On Wed, Oct 10, 2018 at 02:12:01PM +0200, Linus Walleij wrote:
On Wed, Oct 10, 2018 at 9:53 AM Nathan Chancellor
<natechancellor@xxxxxxxxx> wrote:
> On Wed, Oct 10, 2018 at 09:12:58AM +0200, Linus Walleij wrote:
> > On Tue, Oct 9, 2018 at 8:33 AM Nathan Chancellor
> > <natechancellor@xxxxxxxxx> wrote:
> >
> > > Sigh, sorry, I caught this after I sent my initial all good email but
> > > this commit breaks NFC on my Pixel 2 XL (toggle becomes greyed out and
> > > apps that want to use it ask to enable it). I can't say why, I'm more
> > > than happy to debug but I'm assuming it's some voodoo that Qualcomm has
> > > done out of tree.
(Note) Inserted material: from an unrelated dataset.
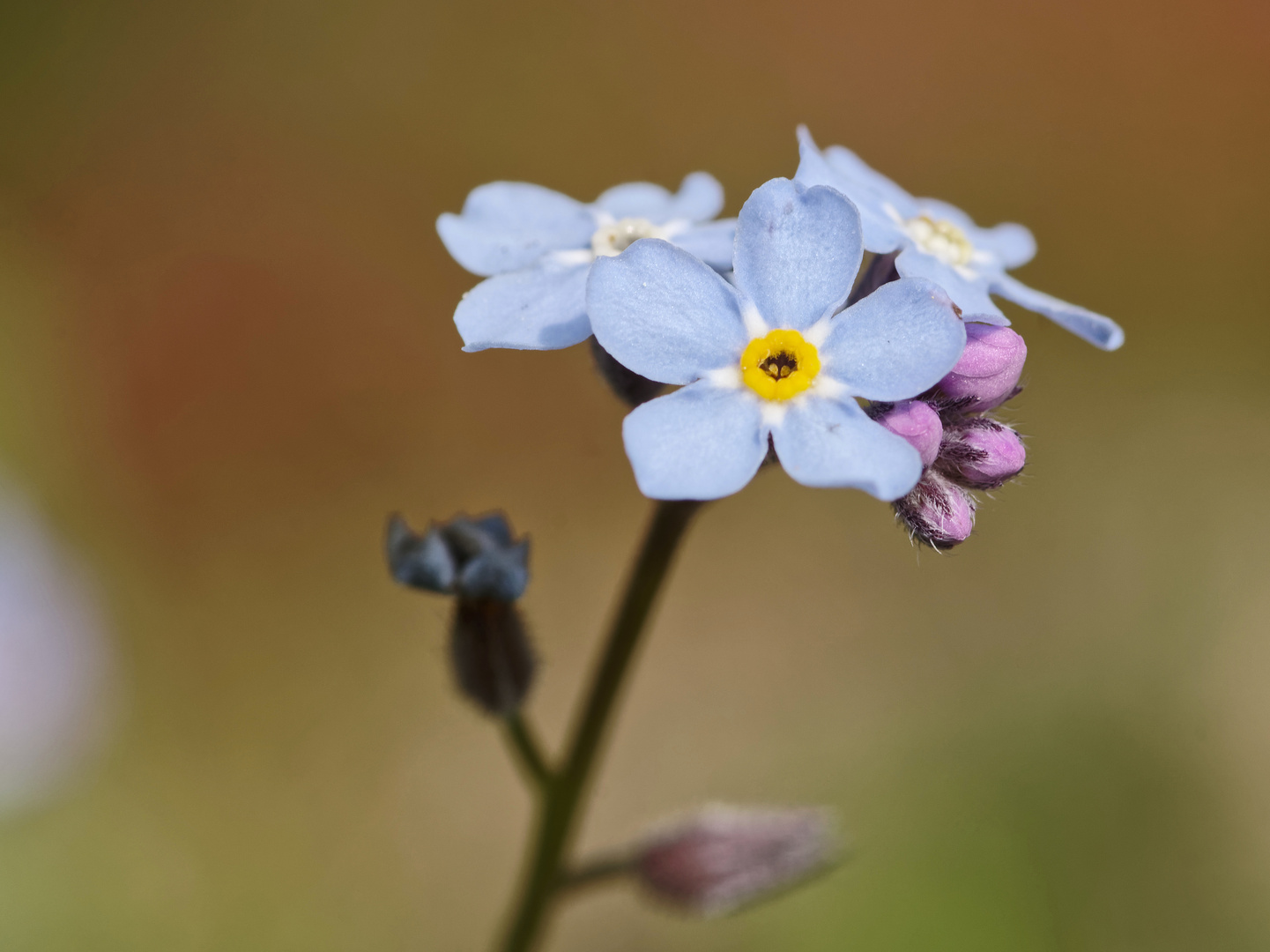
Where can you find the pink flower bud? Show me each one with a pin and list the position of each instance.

I'll leave it up to you how to proceed given that I
> > > can't run mainline :(
> >
> > Which NFC driver is this?
> > Just want to make sure it looks sane.
> >
> > Yours,
> > Linus Walleij
>
> Hi Linus and Bjorn,
>
> These two files should be it I believe:
> https://android.googlesource.com/kernel/msm/+/android-9.0.0_r0.22/drivers/nfc/nq-nci.c
> https://android.googlesource.com/kernel/msm/+/android-9.0.0_r0.22/drivers/nfc/ese/pn81a.c
>
> Sorry I didn't get around to digging into this further today, I will try
> to get to it in the morning.
I'm confused. These are not in the mainline kernel and presumably
not in the stable kernel either.
So when you say "this commit breaks NFC on my Pixel 2 XL" you
mean that when you apply this commit to the android msm kernel,
which has a few other stable fixes backported, it breaks?
If these drivers are obviously broken, I have no objection to merging
patches like this and telling qcom to fix their code. But if the issue
is more subtle, like change in behavior that is unanticipated, then I am
a bit more reluctant to take patches that break working systems.